Натали испугалась и на мгновение почувствовала искреннее раскаяние.
— Отец, — воскликнула она, — я прощаю ей! Простите и вы мне, что я заставила вас страдать, но только не надо меня ненавидеть! Клянусь вашей добротой, вашей честью, вашими добродетелями, что у меня не было мысли скомпрометировать вашу жену. Я страдаю от ее подозрений, эго вызывает у меня горькую обиду на нее; но заявляю вам и клянусь перед богом, что этих подозрений я не заслуживаю.
Натали говорила правду. В ошибке, или, вернее, в сомнениях Флавьена был виновен только случай. Натали не заметила на груди у мачехи цветок азалии, полускрытый кружевами, потому что приколола такой же сама. Правда, она через несколько минут его выбросила, оскорбленная невниманием Флавьена к ее особе. Но в тот день, когда Флавьен в последний раз посетил Пюи-Вердон, ей померещилось, что он поглядывает на нее с некоторым интересом. Старые девы постоянно тешат себя такими иллюзиями, а Натали, всем назло именовавшая себя старой левой, уже и в самом деле начинала ею становиться. И тогда она послала в Мон-Ревеш букет с подписью «Элиетта», сумев вовлечь в эту проделку и свою сестру.
На минуту ей захотелось сознаться во всем, чтобы полностью успокоить отца. Это было бы проще всего; но ведь вначале она все отрицала! Она уже слишком запуталась в своих интригах. Ложный стыд удержал ее; кроме того, несмотря на то, что ее испугала собственная месть, она не могла начисто от нее отказаться. С той минуты как она увидела письмо Флавьена, в ней вспыхнуло новое чувство. Юношеский пламень впервые обжег ее ледяное чело. Смутные желания родили в ней потребность искать в другом существе, молодом, решительном и кипучем, того жара, которого не хватало в ее собственной одинокой и холодной жизни. Благодаря Флавьену, не подозревавшему об этом, ей открылась любовь, хотя и не слишком бесплотная для молодой особы со столь возвышенными устремлениями. Любовь открылась ей, в сущности, в том единственном виде, который может взволновать женщину, лишенную нежности и самоотверженности: в виде смятения чувств.

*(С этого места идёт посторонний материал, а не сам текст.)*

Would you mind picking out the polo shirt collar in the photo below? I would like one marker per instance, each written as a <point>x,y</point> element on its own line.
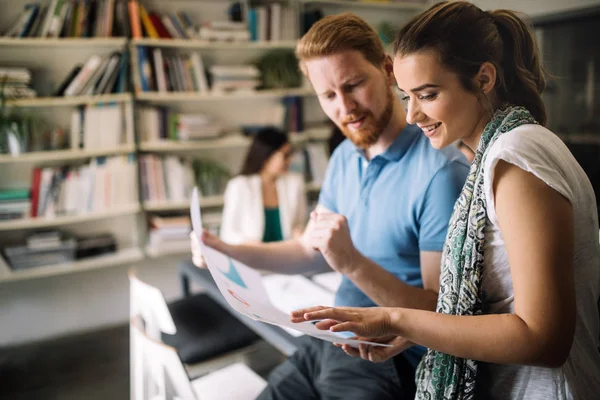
<point>398,147</point>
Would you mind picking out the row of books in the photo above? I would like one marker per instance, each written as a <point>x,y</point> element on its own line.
<point>99,75</point>
<point>176,25</point>
<point>71,18</point>
<point>170,72</point>
<point>101,127</point>
<point>166,178</point>
<point>273,22</point>
<point>171,233</point>
<point>55,247</point>
<point>102,184</point>
<point>14,83</point>
<point>158,123</point>
<point>14,204</point>
<point>234,77</point>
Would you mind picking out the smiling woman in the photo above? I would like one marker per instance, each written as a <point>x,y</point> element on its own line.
<point>517,314</point>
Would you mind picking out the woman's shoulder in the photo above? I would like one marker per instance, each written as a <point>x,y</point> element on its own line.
<point>240,182</point>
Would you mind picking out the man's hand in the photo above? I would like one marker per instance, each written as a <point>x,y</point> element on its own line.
<point>330,235</point>
<point>211,241</point>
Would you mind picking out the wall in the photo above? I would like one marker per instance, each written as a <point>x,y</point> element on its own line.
<point>536,7</point>
<point>54,306</point>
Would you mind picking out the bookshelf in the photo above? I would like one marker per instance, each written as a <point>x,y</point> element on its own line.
<point>51,59</point>
<point>32,223</point>
<point>372,5</point>
<point>121,257</point>
<point>213,46</point>
<point>70,101</point>
<point>170,97</point>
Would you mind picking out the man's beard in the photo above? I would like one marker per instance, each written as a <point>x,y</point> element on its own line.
<point>372,128</point>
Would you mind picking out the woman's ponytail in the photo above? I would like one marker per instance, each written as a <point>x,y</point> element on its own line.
<point>523,75</point>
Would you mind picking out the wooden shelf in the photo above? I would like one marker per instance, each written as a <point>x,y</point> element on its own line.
<point>115,42</point>
<point>313,187</point>
<point>63,155</point>
<point>208,201</point>
<point>166,146</point>
<point>29,223</point>
<point>213,45</point>
<point>152,253</point>
<point>167,97</point>
<point>396,5</point>
<point>70,100</point>
<point>121,257</point>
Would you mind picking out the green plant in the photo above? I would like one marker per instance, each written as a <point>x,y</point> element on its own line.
<point>279,69</point>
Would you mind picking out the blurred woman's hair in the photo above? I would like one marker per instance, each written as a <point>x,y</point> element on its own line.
<point>464,37</point>
<point>264,144</point>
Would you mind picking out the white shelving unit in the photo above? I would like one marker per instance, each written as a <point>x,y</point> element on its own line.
<point>56,56</point>
<point>208,201</point>
<point>63,155</point>
<point>63,42</point>
<point>170,97</point>
<point>377,5</point>
<point>121,257</point>
<point>70,101</point>
<point>31,223</point>
<point>218,46</point>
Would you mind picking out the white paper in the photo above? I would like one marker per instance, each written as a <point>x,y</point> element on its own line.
<point>243,289</point>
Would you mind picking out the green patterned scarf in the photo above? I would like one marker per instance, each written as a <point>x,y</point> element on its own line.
<point>442,376</point>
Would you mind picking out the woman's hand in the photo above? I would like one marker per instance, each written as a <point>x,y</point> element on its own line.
<point>211,241</point>
<point>377,354</point>
<point>369,322</point>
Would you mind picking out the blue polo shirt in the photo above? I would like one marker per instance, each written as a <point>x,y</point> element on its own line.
<point>397,205</point>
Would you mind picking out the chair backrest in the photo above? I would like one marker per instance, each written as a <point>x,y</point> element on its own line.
<point>148,302</point>
<point>159,361</point>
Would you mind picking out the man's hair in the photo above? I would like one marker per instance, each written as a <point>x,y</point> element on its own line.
<point>337,33</point>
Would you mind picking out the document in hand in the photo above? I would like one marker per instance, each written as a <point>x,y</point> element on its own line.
<point>243,289</point>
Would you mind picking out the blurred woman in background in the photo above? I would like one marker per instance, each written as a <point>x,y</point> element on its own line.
<point>265,202</point>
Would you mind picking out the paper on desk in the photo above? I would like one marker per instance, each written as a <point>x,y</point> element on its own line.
<point>293,292</point>
<point>243,289</point>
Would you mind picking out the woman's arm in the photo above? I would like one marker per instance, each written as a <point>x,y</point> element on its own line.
<point>537,227</point>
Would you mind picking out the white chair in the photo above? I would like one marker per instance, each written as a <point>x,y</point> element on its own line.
<point>162,364</point>
<point>206,335</point>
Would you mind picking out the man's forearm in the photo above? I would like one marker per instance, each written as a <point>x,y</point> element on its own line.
<point>386,290</point>
<point>287,257</point>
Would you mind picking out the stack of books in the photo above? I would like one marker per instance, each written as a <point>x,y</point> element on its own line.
<point>156,26</point>
<point>104,183</point>
<point>14,83</point>
<point>41,249</point>
<point>53,247</point>
<point>235,77</point>
<point>71,18</point>
<point>14,204</point>
<point>166,179</point>
<point>101,127</point>
<point>170,72</point>
<point>169,234</point>
<point>224,31</point>
<point>99,75</point>
<point>158,123</point>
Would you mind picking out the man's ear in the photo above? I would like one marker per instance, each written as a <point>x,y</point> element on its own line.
<point>486,77</point>
<point>388,69</point>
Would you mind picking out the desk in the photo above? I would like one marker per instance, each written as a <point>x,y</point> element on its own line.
<point>276,336</point>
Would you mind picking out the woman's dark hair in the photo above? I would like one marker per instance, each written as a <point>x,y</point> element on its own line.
<point>266,142</point>
<point>464,37</point>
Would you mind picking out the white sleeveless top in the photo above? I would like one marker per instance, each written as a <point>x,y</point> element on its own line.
<point>537,150</point>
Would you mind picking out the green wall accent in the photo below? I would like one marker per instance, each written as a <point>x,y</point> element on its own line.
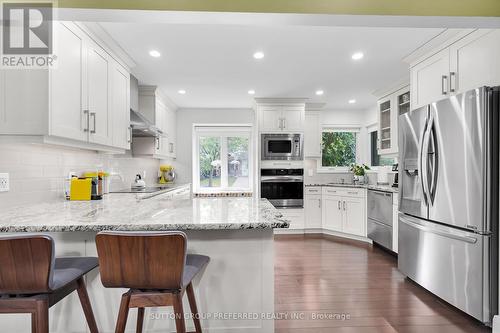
<point>354,7</point>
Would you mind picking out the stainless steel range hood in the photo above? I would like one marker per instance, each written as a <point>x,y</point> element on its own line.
<point>141,125</point>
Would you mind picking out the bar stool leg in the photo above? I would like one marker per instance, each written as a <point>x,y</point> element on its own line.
<point>87,307</point>
<point>33,322</point>
<point>194,308</point>
<point>42,316</point>
<point>123,313</point>
<point>180,324</point>
<point>140,320</point>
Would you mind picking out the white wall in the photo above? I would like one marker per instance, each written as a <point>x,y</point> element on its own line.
<point>185,120</point>
<point>37,172</point>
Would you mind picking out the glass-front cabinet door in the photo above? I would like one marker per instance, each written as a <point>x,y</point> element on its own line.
<point>389,109</point>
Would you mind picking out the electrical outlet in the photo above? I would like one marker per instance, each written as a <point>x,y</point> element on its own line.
<point>4,182</point>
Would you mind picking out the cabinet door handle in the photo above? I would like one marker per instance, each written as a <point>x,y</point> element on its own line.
<point>444,85</point>
<point>87,119</point>
<point>453,81</point>
<point>129,134</point>
<point>93,115</point>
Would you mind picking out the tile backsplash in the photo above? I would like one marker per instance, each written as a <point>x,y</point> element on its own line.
<point>37,172</point>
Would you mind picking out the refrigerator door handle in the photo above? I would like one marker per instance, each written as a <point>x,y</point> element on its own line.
<point>420,226</point>
<point>433,158</point>
<point>423,166</point>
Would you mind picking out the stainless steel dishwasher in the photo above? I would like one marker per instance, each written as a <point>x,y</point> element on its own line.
<point>380,218</point>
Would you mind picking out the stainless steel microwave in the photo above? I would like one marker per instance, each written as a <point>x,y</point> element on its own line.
<point>282,147</point>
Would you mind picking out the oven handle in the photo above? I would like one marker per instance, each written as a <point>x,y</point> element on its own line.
<point>282,179</point>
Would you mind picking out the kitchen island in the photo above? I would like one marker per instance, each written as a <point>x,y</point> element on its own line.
<point>235,292</point>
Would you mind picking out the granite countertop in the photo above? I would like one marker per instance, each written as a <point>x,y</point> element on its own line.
<point>385,188</point>
<point>167,211</point>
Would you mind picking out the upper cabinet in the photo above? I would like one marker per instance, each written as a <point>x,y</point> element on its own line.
<point>389,108</point>
<point>474,61</point>
<point>83,101</point>
<point>429,79</point>
<point>468,63</point>
<point>312,134</point>
<point>281,117</point>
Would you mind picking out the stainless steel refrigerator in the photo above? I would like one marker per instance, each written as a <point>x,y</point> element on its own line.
<point>448,199</point>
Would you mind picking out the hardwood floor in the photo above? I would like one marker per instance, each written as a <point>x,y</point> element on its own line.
<point>360,286</point>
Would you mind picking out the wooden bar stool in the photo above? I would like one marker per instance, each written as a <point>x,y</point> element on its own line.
<point>32,279</point>
<point>155,268</point>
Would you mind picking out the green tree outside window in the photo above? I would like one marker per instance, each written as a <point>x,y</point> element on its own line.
<point>339,149</point>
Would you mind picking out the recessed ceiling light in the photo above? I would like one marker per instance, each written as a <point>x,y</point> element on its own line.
<point>154,53</point>
<point>258,55</point>
<point>357,56</point>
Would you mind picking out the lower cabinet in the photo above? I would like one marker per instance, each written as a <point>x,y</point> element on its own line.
<point>312,208</point>
<point>296,217</point>
<point>336,209</point>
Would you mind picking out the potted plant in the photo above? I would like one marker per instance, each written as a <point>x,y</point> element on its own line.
<point>359,171</point>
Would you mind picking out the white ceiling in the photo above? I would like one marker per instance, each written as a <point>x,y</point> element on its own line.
<point>214,63</point>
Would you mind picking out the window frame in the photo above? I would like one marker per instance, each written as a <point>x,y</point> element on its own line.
<point>336,128</point>
<point>222,131</point>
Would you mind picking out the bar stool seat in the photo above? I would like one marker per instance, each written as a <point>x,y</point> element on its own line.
<point>156,269</point>
<point>32,279</point>
<point>194,264</point>
<point>69,269</point>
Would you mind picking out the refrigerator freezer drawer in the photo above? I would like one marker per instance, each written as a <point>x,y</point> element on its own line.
<point>380,233</point>
<point>450,263</point>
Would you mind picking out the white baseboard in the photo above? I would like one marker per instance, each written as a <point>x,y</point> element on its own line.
<point>496,324</point>
<point>288,231</point>
<point>321,231</point>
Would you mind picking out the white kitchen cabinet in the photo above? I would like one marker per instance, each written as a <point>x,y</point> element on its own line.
<point>296,217</point>
<point>282,118</point>
<point>312,208</point>
<point>172,132</point>
<point>119,101</point>
<point>468,63</point>
<point>68,112</point>
<point>69,104</point>
<point>354,221</point>
<point>474,61</point>
<point>395,222</point>
<point>312,135</point>
<point>429,79</point>
<point>332,213</point>
<point>389,109</point>
<point>97,86</point>
<point>344,210</point>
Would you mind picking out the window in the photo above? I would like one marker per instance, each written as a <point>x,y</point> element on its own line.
<point>339,148</point>
<point>222,159</point>
<point>376,159</point>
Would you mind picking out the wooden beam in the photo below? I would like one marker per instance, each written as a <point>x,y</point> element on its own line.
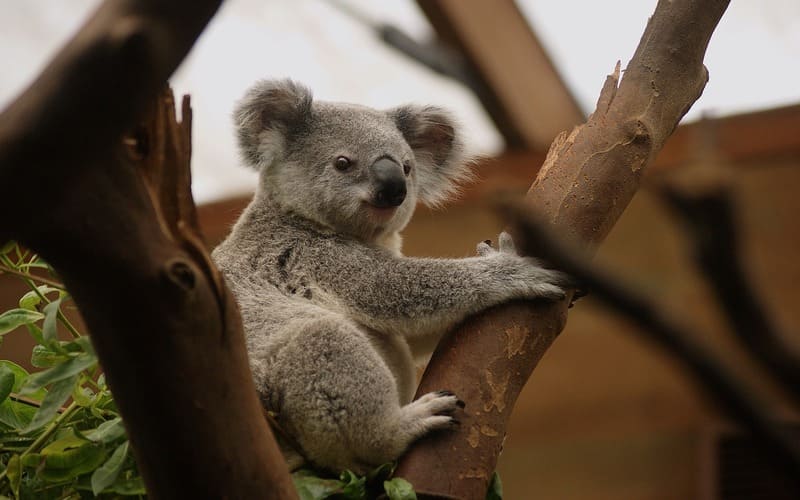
<point>746,139</point>
<point>515,79</point>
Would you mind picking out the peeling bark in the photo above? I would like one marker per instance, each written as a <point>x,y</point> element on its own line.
<point>588,179</point>
<point>120,227</point>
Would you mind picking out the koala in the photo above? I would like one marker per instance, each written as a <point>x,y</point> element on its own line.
<point>334,315</point>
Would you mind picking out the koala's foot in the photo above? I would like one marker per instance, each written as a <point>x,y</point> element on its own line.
<point>539,281</point>
<point>432,411</point>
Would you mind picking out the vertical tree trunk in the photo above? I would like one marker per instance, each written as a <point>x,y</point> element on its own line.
<point>119,226</point>
<point>586,182</point>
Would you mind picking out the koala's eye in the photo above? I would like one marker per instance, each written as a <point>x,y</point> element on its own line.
<point>342,163</point>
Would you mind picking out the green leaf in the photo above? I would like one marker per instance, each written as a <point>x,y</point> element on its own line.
<point>107,473</point>
<point>20,377</point>
<point>49,329</point>
<point>7,247</point>
<point>7,380</point>
<point>32,299</point>
<point>399,489</point>
<point>85,345</point>
<point>311,487</point>
<point>65,370</point>
<point>354,486</point>
<point>44,357</point>
<point>69,457</point>
<point>52,402</point>
<point>495,491</point>
<point>129,487</point>
<point>35,332</point>
<point>83,396</point>
<point>14,474</point>
<point>107,432</point>
<point>15,318</point>
<point>15,414</point>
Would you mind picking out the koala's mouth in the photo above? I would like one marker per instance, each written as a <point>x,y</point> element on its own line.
<point>379,213</point>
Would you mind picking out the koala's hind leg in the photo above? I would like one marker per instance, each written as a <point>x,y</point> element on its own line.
<point>340,400</point>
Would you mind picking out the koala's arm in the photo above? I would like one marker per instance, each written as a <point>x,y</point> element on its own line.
<point>422,296</point>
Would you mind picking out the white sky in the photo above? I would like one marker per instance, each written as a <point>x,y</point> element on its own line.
<point>754,60</point>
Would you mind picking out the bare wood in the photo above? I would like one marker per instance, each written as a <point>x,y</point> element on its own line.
<point>518,84</point>
<point>119,226</point>
<point>587,180</point>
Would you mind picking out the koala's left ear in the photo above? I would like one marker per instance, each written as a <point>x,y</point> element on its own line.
<point>266,116</point>
<point>435,139</point>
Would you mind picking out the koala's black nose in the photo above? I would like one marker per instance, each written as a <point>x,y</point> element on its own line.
<point>390,183</point>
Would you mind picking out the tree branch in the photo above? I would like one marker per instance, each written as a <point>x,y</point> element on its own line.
<point>666,331</point>
<point>708,216</point>
<point>588,179</point>
<point>119,226</point>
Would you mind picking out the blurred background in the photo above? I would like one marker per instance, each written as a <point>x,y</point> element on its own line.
<point>605,415</point>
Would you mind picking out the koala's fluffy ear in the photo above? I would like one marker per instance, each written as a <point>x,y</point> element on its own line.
<point>434,137</point>
<point>266,115</point>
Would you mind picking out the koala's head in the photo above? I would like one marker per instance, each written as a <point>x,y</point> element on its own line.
<point>350,168</point>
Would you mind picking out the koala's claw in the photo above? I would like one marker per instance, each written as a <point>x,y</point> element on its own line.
<point>485,249</point>
<point>506,243</point>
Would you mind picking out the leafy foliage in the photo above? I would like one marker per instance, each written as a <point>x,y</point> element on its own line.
<point>312,485</point>
<point>52,451</point>
<point>61,435</point>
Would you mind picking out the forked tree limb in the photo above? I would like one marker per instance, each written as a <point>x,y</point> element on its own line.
<point>670,334</point>
<point>119,226</point>
<point>588,179</point>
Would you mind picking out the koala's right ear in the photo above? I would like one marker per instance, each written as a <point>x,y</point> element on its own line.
<point>266,115</point>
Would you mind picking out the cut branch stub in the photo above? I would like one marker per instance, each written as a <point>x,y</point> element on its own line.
<point>589,178</point>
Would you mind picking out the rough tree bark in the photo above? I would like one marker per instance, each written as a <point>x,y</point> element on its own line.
<point>584,185</point>
<point>119,226</point>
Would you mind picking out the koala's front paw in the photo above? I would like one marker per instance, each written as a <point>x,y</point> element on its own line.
<point>505,245</point>
<point>526,272</point>
<point>434,410</point>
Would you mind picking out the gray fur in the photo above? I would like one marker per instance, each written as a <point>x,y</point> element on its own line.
<point>333,313</point>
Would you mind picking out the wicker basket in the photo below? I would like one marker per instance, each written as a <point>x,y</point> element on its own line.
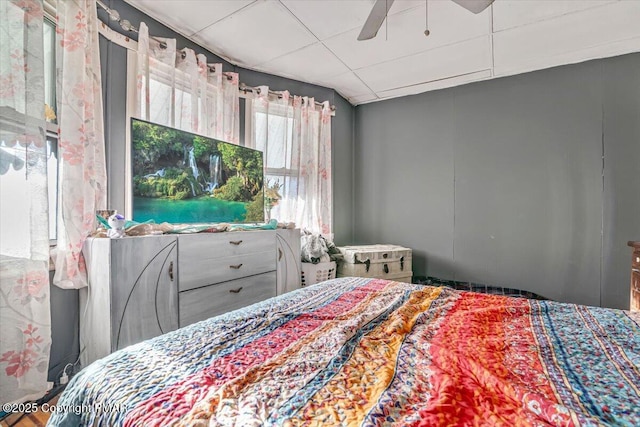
<point>314,273</point>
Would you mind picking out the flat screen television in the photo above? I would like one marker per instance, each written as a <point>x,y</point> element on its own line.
<point>181,177</point>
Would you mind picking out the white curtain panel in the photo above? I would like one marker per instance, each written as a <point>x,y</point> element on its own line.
<point>25,321</point>
<point>82,172</point>
<point>295,136</point>
<point>180,89</point>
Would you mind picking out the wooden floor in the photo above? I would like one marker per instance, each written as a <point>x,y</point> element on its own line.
<point>36,419</point>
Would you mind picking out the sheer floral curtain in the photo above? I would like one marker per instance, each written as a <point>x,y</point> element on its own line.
<point>180,89</point>
<point>25,321</point>
<point>82,171</point>
<point>295,136</point>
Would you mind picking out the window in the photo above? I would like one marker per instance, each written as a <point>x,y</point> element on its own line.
<point>52,132</point>
<point>13,157</point>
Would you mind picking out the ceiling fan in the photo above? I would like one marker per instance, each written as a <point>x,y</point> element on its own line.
<point>381,9</point>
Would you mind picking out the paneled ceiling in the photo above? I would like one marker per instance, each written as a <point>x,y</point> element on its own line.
<point>315,41</point>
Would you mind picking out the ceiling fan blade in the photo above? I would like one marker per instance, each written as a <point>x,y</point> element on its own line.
<point>475,6</point>
<point>375,19</point>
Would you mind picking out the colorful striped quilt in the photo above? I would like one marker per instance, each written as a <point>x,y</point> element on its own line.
<point>367,352</point>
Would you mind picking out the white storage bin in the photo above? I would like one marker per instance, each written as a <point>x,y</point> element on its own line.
<point>391,262</point>
<point>314,273</point>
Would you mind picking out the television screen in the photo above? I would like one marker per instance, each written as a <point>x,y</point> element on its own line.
<point>180,177</point>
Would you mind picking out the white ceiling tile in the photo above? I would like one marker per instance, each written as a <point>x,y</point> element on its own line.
<point>515,13</point>
<point>189,16</point>
<point>435,85</point>
<point>361,99</point>
<point>444,62</point>
<point>567,38</point>
<point>258,33</point>
<point>348,84</point>
<point>330,17</point>
<point>448,24</point>
<point>311,64</point>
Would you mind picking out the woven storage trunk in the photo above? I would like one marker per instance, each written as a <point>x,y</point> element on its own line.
<point>378,261</point>
<point>315,273</point>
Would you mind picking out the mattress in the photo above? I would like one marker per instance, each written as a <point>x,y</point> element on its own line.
<point>367,352</point>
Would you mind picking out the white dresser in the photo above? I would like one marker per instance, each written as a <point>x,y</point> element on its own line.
<point>142,287</point>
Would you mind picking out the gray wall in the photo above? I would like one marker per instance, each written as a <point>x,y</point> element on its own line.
<point>501,182</point>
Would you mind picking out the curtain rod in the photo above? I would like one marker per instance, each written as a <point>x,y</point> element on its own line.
<point>126,25</point>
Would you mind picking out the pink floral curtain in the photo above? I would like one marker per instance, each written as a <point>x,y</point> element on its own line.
<point>180,89</point>
<point>25,331</point>
<point>82,171</point>
<point>295,135</point>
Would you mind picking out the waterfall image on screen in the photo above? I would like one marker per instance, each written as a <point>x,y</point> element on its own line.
<point>181,177</point>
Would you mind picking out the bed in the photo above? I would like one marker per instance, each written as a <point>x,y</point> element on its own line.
<point>372,352</point>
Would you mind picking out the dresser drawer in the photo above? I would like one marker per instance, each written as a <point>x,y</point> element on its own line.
<point>198,272</point>
<point>206,246</point>
<point>203,303</point>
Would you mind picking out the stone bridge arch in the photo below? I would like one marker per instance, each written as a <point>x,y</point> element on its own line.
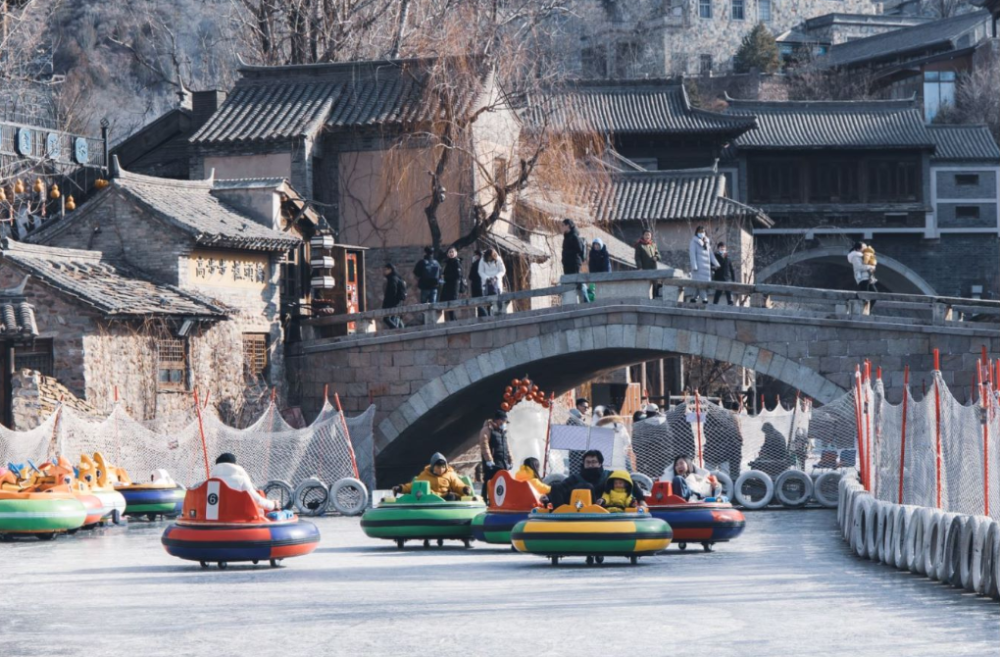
<point>453,405</point>
<point>892,273</point>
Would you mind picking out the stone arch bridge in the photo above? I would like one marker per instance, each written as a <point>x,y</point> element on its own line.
<point>436,382</point>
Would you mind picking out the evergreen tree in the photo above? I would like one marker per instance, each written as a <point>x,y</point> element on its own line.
<point>758,51</point>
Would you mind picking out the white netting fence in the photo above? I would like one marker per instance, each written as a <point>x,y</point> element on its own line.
<point>331,448</point>
<point>930,449</point>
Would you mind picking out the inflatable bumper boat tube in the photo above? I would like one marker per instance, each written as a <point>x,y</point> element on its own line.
<point>152,501</point>
<point>221,525</point>
<point>422,516</point>
<point>579,529</point>
<point>44,514</point>
<point>707,523</point>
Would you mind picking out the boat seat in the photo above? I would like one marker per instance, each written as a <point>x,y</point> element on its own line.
<point>214,501</point>
<point>663,493</point>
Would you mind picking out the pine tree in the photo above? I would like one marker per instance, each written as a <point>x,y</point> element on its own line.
<point>758,51</point>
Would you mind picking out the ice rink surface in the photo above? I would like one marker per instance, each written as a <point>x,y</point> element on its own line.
<point>788,587</point>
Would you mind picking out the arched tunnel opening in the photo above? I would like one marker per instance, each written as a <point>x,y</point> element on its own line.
<point>452,426</point>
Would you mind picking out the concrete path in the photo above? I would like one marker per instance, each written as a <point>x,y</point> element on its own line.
<point>788,587</point>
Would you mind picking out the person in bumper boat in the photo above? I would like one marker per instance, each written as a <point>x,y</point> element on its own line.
<point>529,472</point>
<point>592,477</point>
<point>237,478</point>
<point>443,479</point>
<point>618,492</point>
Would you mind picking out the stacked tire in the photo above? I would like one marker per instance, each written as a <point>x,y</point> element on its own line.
<point>962,551</point>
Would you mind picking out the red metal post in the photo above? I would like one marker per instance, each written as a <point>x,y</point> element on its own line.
<point>201,431</point>
<point>350,446</point>
<point>937,421</point>
<point>902,441</point>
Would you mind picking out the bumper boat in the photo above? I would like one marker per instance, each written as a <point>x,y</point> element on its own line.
<point>420,515</point>
<point>101,486</point>
<point>511,501</point>
<point>708,522</point>
<point>26,509</point>
<point>583,529</point>
<point>222,526</point>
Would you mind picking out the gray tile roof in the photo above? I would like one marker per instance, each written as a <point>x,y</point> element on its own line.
<point>690,195</point>
<point>936,36</point>
<point>832,124</point>
<point>109,286</point>
<point>631,107</point>
<point>956,143</point>
<point>274,103</point>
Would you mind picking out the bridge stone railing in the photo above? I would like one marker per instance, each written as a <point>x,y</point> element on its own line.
<point>672,289</point>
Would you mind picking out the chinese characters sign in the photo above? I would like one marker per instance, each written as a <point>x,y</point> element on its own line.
<point>229,269</point>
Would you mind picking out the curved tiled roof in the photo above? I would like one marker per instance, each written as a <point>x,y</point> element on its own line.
<point>666,196</point>
<point>832,124</point>
<point>632,107</point>
<point>109,286</point>
<point>964,143</point>
<point>274,103</point>
<point>944,34</point>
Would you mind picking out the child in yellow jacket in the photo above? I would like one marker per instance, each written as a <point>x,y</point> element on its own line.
<point>618,492</point>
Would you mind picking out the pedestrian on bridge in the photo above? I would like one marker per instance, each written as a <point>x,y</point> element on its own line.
<point>702,263</point>
<point>395,294</point>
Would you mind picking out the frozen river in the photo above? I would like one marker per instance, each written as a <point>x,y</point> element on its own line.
<point>788,587</point>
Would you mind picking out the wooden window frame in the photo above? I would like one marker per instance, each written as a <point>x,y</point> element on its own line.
<point>167,361</point>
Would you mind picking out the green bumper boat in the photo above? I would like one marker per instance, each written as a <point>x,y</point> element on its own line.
<point>420,515</point>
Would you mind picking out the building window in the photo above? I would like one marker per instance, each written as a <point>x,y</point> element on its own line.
<point>893,180</point>
<point>595,62</point>
<point>939,90</point>
<point>171,366</point>
<point>627,60</point>
<point>36,356</point>
<point>764,6</point>
<point>775,181</point>
<point>834,181</point>
<point>255,353</point>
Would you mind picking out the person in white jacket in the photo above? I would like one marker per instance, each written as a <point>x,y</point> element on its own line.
<point>702,262</point>
<point>237,478</point>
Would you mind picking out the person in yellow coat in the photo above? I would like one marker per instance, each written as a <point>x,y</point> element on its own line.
<point>618,492</point>
<point>442,477</point>
<point>529,472</point>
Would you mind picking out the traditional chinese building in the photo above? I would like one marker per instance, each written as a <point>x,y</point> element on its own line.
<point>156,287</point>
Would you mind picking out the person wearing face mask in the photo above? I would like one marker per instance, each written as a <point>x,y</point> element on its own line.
<point>592,476</point>
<point>494,449</point>
<point>724,272</point>
<point>702,262</point>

И поэтому она страдала, ревновала и доходила до бешенства, видя, что другая женщина — женщина, которую она ненавидела, — стала по ее собственной вине предметом желаний, которые она хотела бы внушать сама, хотя от волнения и полного непонимания себя она не отдавала себе отчета в своих чувствах.
Дютертр увидел, что в главном она была искренна, и не решился настаивать, чтобы узнать остальное. Ему казалось даже, что вся проделка с цветами больше похожа на дело рук сумасбродной Эвелины, которая в своей наивности пыталась таким образом возбудить ревность Тьерре. Но эго еще более уязвляло его любовь. Если Эвелина была в известной мере, хотя и без дурного умысла, виновата перед мачехой, а Натали невинна, то Олимпия по справедливости заслуживала осуждения за то, что обвиняла старшую дочь в беспричинном коварстве. Бедная женщина столько страдала, что могла поддаться неправедному порыву. Она это почувствовала, она сама сказала об этом Флавьену; конечно, потом она всеми силами старалась изгнать внушенную ею мысль, готовая даже обвинить себя, только бы снять вину с падчериц; но ей не удалось сделать это, не взволновав более, чем она могла предвидеть, пылкое воображение молодого человека, и все ее испуганные отрицания и робкие возражения так запутали и завлекли Флавьена, что он поступил, как было ему свойственно, то есть, не поняв ровно ничего, просто обжегся, как стремительный и захмелевший мотылек-бражник о дрожащее пламя, колеблемое ветром.